= Psychrometric constant =

Relation of the partial pressure of water in air to temperature

The psychrometric constant $\gamma$ relates the partial pressure of water in air to the air temperature. This lets one interpolate actual vapor pressure from paired dry and wet thermometer bulb temperature readings.

$\gamma =\frac{ \left( c_p \right)_{air} * P }{ \lambda_v * MW_{ratio} }$

$\gamma =$ psychrometric constant [kPa °C^{−1}],

 P = atmospheric pressure [kPa],

$\lambda_v =$ latent heat of water vaporization, 2.45 [MJ kg^{−1}],

$c_p =$ specific heat of air at constant pressure, [MJ kg^{−1} °C^{−1}],

$MW_{ratio} =$ ratio molecular weight of water vapor/dry air = 0.622.

Both $\lambda_v$ and $MW_{ratio}$ are constants.

Since atmospheric pressure, P, depends upon altitude, so does $\gamma$.

At higher altitude water evaporates and boils at lower temperature.

Although $\left( c_p \right)_{H_2 O}$ is constant, varied air composition results in varied $\left( c_p \right)_{air}$.

Thus on average, at a given location or altitude, the psychrometric constant is approximately constant. Still, it is worth remembering that weather impacts both atmospheric pressure and composition.

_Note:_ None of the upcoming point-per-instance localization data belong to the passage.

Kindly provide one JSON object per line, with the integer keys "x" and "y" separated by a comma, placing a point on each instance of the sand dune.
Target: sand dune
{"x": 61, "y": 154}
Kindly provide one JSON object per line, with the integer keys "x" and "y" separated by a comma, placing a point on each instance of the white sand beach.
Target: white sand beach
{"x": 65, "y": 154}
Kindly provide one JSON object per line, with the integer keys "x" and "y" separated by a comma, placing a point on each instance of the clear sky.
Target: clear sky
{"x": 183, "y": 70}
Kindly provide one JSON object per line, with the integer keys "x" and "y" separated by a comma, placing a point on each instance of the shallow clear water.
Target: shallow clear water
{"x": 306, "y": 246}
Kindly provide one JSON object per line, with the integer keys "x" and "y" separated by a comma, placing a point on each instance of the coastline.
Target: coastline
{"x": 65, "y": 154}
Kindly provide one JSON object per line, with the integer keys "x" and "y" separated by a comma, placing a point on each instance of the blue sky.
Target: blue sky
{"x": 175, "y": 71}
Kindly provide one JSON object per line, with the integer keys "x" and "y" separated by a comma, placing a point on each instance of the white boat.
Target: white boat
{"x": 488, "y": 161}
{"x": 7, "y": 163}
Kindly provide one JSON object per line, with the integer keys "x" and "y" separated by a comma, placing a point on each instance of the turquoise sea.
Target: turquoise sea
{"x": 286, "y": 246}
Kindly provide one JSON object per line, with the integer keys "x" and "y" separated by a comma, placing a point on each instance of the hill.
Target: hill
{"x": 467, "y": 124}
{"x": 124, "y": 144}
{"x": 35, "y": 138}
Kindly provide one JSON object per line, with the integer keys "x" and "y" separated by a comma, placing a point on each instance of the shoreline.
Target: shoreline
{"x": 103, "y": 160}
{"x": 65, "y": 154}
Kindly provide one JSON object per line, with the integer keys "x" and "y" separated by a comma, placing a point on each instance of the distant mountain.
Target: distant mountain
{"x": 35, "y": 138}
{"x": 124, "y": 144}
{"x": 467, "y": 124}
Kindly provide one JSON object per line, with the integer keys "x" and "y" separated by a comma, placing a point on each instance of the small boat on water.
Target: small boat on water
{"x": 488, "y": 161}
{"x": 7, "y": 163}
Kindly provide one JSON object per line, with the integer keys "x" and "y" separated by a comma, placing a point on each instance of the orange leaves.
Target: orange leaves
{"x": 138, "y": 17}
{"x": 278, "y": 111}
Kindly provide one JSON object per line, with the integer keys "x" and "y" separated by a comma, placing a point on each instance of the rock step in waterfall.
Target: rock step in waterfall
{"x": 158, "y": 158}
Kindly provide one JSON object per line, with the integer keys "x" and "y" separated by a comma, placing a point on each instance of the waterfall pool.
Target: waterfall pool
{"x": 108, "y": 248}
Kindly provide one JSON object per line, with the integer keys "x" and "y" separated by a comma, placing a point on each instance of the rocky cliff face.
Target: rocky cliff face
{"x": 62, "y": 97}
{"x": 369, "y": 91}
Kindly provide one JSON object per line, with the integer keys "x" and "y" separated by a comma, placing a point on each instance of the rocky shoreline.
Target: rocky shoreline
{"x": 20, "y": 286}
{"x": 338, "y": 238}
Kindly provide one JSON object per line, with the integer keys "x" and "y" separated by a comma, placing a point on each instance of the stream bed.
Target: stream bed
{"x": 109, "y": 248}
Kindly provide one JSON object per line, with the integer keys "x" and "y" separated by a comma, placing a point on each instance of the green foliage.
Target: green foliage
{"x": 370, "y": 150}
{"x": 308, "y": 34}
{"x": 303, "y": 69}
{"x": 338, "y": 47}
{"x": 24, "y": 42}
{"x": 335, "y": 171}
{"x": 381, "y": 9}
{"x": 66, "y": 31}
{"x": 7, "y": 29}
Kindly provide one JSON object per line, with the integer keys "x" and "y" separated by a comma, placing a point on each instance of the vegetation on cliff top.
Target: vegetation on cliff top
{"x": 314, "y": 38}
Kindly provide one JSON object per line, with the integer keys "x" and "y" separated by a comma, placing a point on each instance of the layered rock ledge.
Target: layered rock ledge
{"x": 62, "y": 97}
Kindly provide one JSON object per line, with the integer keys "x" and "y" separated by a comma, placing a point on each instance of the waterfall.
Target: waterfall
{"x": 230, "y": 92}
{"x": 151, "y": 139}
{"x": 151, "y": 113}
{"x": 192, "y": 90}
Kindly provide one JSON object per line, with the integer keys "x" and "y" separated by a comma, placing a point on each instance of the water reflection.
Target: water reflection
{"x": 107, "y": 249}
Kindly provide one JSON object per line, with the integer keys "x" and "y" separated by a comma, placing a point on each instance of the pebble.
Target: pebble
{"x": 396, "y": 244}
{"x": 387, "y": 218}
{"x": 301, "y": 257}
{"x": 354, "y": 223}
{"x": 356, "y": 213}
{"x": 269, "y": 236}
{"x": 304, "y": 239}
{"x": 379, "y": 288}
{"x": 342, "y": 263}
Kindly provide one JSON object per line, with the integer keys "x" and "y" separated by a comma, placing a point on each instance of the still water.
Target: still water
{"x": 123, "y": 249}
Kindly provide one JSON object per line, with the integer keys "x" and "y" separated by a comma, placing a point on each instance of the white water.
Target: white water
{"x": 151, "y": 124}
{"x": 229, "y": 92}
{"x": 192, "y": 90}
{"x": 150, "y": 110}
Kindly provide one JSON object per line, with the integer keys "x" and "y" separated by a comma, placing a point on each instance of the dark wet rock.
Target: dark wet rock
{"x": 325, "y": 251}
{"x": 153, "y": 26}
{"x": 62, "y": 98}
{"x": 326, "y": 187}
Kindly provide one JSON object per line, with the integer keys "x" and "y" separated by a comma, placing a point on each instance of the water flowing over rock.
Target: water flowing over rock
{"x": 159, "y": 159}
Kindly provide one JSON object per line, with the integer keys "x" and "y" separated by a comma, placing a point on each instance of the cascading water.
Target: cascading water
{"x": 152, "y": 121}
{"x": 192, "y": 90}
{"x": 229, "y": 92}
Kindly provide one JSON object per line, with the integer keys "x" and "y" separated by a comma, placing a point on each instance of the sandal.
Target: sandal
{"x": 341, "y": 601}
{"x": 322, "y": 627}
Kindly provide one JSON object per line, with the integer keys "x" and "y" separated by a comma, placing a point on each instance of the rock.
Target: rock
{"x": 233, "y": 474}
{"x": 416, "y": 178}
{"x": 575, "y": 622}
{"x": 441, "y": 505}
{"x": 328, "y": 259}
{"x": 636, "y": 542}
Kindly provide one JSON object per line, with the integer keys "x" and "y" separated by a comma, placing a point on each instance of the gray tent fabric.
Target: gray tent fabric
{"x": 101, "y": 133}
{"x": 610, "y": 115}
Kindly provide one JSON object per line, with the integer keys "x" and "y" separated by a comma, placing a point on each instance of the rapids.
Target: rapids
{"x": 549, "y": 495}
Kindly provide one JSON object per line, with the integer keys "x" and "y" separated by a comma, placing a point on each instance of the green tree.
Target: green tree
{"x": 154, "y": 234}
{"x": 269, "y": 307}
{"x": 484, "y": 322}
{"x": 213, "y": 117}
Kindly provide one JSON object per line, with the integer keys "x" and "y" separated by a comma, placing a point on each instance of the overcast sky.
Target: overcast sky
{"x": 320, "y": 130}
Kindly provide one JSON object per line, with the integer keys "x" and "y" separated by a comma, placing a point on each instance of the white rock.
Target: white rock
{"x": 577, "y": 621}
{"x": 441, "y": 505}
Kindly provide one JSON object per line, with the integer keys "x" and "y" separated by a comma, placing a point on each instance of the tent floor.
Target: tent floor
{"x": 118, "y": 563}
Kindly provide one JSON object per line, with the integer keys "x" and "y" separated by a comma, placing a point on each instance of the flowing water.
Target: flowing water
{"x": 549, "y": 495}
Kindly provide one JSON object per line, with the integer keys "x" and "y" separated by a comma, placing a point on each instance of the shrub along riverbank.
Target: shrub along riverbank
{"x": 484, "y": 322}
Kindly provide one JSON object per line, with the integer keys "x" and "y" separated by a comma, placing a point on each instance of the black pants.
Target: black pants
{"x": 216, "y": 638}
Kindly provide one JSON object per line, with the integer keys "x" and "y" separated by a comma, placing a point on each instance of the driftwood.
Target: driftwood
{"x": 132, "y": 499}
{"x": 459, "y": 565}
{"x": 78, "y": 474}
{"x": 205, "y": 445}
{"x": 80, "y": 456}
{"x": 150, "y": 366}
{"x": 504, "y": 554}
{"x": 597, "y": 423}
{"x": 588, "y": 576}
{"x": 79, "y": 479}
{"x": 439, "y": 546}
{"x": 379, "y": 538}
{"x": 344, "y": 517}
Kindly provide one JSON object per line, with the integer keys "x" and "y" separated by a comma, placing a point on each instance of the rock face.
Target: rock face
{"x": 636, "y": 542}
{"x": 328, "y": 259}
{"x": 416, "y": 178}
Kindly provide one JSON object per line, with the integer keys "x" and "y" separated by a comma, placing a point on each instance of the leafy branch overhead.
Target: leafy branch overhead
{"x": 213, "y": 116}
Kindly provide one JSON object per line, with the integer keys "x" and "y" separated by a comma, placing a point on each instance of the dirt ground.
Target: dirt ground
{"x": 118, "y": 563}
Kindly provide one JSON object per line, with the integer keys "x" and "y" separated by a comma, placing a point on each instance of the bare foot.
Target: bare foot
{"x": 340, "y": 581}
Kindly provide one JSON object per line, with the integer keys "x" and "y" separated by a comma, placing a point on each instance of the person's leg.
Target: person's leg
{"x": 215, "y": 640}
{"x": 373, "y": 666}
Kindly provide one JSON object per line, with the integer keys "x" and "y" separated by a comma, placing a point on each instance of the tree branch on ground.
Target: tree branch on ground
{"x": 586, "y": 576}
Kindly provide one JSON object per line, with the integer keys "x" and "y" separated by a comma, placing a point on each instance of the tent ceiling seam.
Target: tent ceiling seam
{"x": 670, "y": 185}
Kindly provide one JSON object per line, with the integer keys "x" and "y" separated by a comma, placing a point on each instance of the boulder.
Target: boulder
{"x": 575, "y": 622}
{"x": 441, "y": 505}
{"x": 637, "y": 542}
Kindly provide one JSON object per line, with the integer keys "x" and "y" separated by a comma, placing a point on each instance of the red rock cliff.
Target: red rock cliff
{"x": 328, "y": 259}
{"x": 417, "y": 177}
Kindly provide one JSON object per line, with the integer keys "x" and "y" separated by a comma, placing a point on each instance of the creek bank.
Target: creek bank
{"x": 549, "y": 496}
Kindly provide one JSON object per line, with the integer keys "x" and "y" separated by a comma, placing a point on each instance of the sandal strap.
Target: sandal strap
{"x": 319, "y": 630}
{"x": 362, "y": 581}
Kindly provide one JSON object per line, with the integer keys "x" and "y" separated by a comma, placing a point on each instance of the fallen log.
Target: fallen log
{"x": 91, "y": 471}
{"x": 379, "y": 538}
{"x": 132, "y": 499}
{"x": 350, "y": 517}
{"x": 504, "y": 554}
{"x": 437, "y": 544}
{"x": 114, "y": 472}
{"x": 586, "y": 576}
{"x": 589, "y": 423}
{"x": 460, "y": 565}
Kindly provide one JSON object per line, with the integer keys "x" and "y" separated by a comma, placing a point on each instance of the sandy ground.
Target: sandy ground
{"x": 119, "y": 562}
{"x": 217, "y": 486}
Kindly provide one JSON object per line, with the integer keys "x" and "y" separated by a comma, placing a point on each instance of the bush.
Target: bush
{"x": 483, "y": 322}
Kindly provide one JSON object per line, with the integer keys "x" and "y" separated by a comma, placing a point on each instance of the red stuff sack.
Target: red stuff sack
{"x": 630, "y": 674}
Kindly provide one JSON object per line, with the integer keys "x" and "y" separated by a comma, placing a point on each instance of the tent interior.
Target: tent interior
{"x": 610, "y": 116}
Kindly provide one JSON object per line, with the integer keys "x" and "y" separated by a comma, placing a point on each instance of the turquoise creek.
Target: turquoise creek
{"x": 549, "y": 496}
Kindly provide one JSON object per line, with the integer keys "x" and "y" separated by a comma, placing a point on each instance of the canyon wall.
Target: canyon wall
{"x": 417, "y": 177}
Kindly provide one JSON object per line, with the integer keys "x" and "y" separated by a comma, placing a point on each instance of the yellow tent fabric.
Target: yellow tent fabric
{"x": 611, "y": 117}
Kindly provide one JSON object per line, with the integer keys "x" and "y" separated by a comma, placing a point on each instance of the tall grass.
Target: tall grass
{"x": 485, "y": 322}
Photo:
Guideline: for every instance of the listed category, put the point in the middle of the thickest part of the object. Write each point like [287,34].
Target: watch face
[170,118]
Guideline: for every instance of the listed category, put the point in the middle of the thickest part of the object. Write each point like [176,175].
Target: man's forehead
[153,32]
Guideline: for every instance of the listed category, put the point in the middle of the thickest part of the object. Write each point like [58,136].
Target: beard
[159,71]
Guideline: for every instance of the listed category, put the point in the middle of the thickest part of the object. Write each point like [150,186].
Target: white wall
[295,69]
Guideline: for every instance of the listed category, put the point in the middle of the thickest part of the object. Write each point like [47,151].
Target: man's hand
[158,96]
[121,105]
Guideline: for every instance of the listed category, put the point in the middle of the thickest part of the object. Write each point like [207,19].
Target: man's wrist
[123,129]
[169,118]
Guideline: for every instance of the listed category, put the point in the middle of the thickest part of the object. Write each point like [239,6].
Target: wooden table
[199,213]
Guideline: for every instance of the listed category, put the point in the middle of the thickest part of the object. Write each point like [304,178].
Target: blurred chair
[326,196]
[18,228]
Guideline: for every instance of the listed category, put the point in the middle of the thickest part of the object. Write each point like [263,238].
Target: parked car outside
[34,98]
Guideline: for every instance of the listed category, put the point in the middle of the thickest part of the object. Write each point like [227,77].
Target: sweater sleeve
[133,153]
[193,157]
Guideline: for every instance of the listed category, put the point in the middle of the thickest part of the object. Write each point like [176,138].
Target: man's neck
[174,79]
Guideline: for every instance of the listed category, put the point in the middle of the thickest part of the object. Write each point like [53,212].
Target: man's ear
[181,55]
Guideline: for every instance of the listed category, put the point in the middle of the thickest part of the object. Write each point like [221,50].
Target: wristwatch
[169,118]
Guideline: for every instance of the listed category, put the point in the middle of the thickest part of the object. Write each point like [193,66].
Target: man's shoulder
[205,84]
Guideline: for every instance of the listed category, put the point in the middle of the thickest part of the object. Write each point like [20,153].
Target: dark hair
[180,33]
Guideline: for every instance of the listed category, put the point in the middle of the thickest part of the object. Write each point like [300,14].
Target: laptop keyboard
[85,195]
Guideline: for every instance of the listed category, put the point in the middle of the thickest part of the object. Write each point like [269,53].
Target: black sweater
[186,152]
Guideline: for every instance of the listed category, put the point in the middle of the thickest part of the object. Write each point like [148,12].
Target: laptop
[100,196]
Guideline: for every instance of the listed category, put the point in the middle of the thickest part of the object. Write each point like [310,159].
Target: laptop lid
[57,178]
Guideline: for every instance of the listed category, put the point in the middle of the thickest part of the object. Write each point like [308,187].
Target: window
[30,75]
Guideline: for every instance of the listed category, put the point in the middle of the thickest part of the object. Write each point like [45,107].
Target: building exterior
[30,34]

== Vapor Pressure Estimation ==
Saturation vapor pressure, $e_s ( T_{dew}) = e_a$

Actual vapor pressure, $e_a = e_s ( T_{wet} ) - \gamma \left( T_{dry} - T_{wet} \right)$

 here e_{s}(T) is saturation vapor pressure as a function of temperature, T.
T_{dew} = the dewpoint temperature at which water condenses.
T_{wet} = the temperature of a wet thermometer bulb from which water can evaporate to air.
T_{dry} = the temperature of a dry thermometer bulb in air.